涙名の動揺を一喝するように天之御がそう答えると涙名は


「確かにそうかも……なら!!」

「ええ、行きましょう!!」


動揺から落ち着いた天之御と星峰がそう語ると一同は部屋を飛び出し、その目的地へと急ぐ。一方、その問題の兵器が集結している場所、つまり兵器が集まっている場所では人族部隊と兵器が交戦していた。そして祖jの人族部隊の中心となっているのはコンスタリオ小隊だった。


「さっき現れたこの新型兵器……明らかにこれまでの兵器を全ての面で上回っている……それだけ守るべきものがこの先にあるというの?」


これまでよりも強力な兵器が突如として目の前に立ち塞がる。その状況に危機感と同時に疑念をコンスタリオは覚えた。だがそれを確認する時間が与えられる筈も無く、兵器は人族部隊に攻撃を仕掛けていく。

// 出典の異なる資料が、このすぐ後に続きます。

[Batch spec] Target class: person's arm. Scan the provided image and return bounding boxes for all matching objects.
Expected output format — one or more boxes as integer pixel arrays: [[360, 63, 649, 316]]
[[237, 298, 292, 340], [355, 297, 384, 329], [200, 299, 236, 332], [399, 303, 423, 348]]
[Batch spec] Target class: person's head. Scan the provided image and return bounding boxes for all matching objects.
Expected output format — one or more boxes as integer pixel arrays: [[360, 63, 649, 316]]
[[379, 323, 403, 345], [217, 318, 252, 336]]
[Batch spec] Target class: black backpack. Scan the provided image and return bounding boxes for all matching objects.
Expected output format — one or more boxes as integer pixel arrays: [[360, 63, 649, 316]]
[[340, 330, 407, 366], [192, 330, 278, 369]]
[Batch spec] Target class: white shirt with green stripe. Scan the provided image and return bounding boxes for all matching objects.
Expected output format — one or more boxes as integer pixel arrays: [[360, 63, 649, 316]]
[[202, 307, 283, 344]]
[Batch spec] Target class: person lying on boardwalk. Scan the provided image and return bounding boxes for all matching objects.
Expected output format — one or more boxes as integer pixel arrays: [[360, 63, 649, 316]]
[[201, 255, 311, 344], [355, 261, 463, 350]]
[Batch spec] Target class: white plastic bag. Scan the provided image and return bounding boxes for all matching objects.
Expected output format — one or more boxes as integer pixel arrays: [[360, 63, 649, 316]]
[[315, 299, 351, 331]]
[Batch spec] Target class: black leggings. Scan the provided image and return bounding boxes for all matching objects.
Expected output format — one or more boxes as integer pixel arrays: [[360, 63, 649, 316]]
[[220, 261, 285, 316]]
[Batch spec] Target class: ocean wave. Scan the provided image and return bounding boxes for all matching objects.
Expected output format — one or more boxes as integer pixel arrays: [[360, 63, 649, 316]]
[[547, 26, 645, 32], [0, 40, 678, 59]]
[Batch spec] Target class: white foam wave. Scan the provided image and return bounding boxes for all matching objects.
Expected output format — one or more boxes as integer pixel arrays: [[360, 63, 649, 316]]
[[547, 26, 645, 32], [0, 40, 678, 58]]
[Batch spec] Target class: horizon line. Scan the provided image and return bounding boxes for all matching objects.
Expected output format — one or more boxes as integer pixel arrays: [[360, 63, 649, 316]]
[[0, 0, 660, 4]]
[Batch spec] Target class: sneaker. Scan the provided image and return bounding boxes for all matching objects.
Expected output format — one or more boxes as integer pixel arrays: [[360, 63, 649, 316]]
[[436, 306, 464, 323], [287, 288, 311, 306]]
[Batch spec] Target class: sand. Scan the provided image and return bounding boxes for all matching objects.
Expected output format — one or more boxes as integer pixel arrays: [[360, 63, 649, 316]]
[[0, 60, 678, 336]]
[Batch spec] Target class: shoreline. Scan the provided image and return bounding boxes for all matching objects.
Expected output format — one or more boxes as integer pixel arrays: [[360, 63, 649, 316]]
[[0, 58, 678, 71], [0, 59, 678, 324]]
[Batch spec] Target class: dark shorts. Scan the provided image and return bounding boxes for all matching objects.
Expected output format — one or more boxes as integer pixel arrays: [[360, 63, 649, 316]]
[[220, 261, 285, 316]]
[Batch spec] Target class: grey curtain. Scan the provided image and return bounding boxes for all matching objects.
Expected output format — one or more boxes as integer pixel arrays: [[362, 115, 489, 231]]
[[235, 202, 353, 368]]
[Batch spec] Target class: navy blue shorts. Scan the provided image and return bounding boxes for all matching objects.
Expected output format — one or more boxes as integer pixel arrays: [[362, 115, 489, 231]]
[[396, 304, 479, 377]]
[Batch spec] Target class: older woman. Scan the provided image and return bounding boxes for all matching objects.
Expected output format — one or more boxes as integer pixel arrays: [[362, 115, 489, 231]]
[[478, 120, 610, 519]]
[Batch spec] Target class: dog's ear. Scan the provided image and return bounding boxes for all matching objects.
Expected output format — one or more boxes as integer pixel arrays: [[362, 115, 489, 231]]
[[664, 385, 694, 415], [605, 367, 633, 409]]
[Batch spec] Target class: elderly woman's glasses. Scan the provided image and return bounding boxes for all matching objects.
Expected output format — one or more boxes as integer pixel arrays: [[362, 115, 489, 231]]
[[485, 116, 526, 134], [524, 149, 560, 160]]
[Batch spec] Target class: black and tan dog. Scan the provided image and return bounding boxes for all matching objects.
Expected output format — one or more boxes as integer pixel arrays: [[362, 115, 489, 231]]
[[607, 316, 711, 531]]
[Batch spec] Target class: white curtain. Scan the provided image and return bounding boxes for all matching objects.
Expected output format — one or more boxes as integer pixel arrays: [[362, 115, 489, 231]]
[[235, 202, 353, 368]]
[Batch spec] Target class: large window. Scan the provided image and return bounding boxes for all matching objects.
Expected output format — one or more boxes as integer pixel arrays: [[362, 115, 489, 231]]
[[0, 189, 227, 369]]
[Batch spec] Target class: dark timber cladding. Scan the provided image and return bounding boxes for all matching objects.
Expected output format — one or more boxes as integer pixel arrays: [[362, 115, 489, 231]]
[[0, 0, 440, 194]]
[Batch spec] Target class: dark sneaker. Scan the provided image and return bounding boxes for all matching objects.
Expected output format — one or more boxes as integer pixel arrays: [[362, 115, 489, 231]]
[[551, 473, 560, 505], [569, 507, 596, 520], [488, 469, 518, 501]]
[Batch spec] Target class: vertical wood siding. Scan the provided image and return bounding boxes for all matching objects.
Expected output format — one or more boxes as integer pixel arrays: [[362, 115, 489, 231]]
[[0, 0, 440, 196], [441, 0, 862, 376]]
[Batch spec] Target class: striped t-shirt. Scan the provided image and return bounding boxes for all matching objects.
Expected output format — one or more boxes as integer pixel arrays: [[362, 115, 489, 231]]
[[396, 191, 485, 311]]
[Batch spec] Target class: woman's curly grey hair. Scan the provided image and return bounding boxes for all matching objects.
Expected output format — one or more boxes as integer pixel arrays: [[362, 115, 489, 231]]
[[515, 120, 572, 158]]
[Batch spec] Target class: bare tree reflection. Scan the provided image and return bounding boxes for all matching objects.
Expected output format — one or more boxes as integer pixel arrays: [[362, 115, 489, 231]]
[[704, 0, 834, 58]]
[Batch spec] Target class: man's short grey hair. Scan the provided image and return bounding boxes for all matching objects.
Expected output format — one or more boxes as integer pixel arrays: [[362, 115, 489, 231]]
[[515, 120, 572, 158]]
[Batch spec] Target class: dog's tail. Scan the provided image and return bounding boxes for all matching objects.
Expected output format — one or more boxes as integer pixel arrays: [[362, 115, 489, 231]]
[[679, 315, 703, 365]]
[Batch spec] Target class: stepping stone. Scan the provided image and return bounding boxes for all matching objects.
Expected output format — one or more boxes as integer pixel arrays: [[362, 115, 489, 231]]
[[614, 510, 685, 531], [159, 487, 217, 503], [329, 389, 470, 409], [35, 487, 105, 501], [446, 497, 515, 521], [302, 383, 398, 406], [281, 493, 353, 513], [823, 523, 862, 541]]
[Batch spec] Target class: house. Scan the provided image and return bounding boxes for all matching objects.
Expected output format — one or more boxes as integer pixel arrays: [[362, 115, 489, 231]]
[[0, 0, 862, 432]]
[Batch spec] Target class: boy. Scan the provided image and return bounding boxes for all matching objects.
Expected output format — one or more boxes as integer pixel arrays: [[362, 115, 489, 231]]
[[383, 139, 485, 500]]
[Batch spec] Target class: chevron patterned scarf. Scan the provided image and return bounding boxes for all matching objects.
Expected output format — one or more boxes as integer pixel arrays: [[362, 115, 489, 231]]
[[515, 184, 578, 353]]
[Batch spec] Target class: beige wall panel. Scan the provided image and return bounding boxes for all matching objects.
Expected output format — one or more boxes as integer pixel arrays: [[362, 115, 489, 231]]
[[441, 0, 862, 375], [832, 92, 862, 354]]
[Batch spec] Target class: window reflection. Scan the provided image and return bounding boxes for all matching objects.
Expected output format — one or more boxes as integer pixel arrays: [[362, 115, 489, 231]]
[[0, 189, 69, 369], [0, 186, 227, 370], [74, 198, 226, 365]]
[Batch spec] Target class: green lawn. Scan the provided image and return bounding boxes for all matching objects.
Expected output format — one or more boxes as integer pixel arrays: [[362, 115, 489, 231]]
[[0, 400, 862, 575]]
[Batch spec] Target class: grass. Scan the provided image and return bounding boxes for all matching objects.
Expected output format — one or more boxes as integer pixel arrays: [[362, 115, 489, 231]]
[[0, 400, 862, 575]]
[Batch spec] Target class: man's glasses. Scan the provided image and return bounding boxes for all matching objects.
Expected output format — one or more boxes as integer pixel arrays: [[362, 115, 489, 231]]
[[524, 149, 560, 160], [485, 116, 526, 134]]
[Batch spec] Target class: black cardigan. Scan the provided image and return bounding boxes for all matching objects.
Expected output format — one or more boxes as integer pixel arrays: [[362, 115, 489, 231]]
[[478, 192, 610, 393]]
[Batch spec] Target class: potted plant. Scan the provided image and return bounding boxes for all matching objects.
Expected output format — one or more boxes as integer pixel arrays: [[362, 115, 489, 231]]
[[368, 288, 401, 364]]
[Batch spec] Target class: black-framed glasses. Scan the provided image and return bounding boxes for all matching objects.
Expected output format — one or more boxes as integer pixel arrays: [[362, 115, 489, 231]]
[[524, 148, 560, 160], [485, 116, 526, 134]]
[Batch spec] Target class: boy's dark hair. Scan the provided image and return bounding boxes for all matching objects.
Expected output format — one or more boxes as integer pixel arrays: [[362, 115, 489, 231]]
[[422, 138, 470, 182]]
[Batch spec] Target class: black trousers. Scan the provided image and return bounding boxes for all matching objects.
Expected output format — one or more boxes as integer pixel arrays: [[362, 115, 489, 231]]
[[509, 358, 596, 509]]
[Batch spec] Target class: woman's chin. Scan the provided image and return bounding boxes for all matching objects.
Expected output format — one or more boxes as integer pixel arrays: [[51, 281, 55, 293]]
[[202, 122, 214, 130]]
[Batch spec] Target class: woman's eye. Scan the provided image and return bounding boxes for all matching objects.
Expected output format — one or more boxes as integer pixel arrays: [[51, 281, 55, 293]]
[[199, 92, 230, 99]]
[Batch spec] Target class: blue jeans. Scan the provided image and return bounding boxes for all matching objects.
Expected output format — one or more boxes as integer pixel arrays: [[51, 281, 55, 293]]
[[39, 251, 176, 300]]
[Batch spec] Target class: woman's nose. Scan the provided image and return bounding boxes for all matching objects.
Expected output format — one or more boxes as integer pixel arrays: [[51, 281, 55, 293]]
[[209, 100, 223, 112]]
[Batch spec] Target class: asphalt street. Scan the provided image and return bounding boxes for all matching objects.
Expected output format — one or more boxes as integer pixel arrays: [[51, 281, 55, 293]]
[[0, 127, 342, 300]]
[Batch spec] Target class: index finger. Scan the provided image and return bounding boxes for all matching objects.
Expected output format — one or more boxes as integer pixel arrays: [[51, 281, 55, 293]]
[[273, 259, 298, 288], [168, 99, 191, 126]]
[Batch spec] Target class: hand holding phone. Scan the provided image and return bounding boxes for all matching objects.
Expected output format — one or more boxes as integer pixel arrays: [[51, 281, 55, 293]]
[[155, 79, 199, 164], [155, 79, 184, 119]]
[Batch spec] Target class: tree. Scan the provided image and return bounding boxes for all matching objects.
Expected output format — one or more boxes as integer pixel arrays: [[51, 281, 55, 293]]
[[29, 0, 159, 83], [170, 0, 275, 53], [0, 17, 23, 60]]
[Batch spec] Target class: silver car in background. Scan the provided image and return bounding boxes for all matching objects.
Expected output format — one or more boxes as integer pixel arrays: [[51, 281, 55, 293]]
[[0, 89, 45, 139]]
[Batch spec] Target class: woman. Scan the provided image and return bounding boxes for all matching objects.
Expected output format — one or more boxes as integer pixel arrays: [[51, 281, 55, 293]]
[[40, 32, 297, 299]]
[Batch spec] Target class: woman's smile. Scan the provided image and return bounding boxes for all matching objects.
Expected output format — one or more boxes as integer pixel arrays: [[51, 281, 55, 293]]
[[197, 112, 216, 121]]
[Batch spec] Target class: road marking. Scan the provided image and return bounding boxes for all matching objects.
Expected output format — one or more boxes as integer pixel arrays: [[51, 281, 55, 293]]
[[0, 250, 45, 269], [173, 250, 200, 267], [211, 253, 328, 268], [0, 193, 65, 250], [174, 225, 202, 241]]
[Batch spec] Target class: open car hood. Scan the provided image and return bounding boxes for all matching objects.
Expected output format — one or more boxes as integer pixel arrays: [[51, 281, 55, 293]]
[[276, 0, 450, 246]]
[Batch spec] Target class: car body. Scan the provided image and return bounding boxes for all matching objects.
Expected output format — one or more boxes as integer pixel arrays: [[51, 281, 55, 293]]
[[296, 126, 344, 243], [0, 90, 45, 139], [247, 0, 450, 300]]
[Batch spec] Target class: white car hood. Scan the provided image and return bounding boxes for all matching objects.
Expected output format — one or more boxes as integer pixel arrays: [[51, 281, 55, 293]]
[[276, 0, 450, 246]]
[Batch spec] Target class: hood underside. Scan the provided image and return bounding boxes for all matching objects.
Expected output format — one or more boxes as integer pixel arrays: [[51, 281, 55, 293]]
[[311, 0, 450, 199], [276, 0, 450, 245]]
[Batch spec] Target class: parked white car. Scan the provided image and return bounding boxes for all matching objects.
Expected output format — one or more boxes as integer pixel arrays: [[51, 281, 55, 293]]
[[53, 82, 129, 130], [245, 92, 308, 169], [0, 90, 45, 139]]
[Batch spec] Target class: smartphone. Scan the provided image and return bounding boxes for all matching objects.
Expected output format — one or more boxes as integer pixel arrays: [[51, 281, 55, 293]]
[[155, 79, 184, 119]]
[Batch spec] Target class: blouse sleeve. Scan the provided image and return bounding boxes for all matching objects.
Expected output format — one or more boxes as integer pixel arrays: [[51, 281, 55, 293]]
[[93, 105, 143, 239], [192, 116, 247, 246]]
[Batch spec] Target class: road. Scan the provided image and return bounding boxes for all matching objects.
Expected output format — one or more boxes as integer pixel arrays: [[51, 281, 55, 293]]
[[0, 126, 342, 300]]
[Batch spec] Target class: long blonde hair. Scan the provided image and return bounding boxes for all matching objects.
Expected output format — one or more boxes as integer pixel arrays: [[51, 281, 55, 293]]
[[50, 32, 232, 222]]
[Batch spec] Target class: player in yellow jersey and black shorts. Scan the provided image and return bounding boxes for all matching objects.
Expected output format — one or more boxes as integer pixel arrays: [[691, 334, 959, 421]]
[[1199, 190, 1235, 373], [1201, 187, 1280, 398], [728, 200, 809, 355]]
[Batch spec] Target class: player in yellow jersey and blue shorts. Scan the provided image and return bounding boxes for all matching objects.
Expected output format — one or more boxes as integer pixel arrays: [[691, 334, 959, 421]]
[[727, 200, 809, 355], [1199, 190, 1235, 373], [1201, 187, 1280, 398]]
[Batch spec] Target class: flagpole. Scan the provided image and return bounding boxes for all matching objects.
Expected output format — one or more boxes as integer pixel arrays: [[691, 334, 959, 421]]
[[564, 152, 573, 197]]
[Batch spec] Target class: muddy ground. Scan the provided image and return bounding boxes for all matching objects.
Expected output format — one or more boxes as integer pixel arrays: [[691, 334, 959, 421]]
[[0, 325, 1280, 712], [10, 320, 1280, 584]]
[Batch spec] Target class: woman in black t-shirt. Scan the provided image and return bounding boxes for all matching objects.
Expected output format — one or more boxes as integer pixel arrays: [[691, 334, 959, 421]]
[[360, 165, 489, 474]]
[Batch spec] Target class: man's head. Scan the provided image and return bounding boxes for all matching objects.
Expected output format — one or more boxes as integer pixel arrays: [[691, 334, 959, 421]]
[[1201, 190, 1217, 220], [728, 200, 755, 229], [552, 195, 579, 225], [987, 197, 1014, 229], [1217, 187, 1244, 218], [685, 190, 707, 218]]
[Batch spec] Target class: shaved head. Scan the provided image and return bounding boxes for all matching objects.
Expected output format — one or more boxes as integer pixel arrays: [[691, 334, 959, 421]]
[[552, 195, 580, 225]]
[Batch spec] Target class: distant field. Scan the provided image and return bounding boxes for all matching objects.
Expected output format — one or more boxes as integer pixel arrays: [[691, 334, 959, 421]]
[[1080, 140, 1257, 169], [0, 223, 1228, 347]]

「このままじゃ、兵器に押し返されます。せめてもう少し数を減らさないと……」

「分かっているわ。でもその為には……」


シレットが告げた事実は既に把握しているものの、それを打開する決定的な手を打てずにいるコンスタリオ、するとその直後


「なら私が隙を作ってあげる!!」


と言ってライフル銃を構え、新型兵器の接合部分を撃ち抜いて破壊し、その動きを一体だけだが停止させる。


「何度見ても凄いな……」

「そういう風に言ってくれるのは嬉しくはあるけど、今はそれどころじゃないでしょ!!」


感心した様に見入るモイスにアンナースは発破をかける。それを受けたのかモイスは


「ああ、そうだな!!そうこないとな!!」


と言って両手に銃を持って兵器の密集地帯内に飛び込んでいき


「アイアン・バレット!!」


というと銃から貫通力の強い弾丸を放ち、兵器を次々と討ちぬいていく。それが終わると兵器は全ての機能を停止させるがモイスも又体制を崩し、肩で息をしている。恐らく体力を大幅に消耗したのだろう。見た目からそれは容易に判断出来た。


「モイス、大丈夫なの?」


シレットは慌てて駆け寄り、肩で息をするモイスに心配の声をかける。するとモイスは


「あ、ああ、大丈夫だ。それより……」


と言って破壊した兵器を確認するかのように周囲を見渡す。